L’insatisfaction empêche la résignation, secoue l’habitude, invite à inventer d’autres possibles
Clément, lui, a accepté de ne pas tout contrôler, de renoncer à certains standards. «Je ne suis pas plus heureux qu’avant, mais je suis plus vivant. Et c’est déjà énorme.» L’insatisfaction, orientée, peut en effet devenir une forme de vigilance: un rappel qu’il est possible d’attendre autre chose, autrement.
La prise de conscience ne suffit pas toujours à s’extraire de la spirale. L’insatisaction était devenue une compagne invisible de Fanny, 42 ans, cadre en reconversion et mère de trois enfants. C’est en entamant une thérapie –puis un travail d’écriture– qu’elle comprend que ce sentiment, loin d’être absurde, disait quelque chose d’un déséquilibre plus profond. «Je ne savais plus ce qui venait de moi ou de ce que j’avais absorbé autour.» Oscar Brenifier le souligne: «La première étape consiste à reconnaître ses origines: nos désirs sont souvent façonnés par la publicité, les réseaux sociaux, la comparaison constante qui nous éloignent de nos besoins réels.» Pour lui, sortir de l’insatisfaction chronique passe par un tri intérieur.

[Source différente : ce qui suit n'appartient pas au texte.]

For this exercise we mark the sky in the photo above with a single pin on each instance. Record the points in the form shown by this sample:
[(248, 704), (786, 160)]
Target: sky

Distinguer ce qui relève d’un désir propre, d’un besoin ancré, de ce qui relève d’une pression sociale ou d’un modèle intériorisé.
Pascal Chabot le formule autrement: «Au fondement de toute hygiène de pensée réside cette conviction que nous sommes justifiés sur terre.» Beaucoup vivent, note-t-il, «avec la sensation d’un manque fondamental, une inquiétude métaphysique, une Absence». Face à ce vide, certains cherchent frénétiquement à combler, à compenser, à surenchérir. Mais la clef serait peut-être ailleurs. «C’est la peur du vide qui est toxique.»
Brenifier évoque «une éthique du « suffisant », qui valorise l’équilibre plutôt que l’excès, la justesse plutôt que la perfection». Il plaide aussi pour une réorientation de l’énergie insatisfaite: vers l’action, la création, la relation. En somme, transformer la tension intérieure en puissance d’agir, non en ressentiment.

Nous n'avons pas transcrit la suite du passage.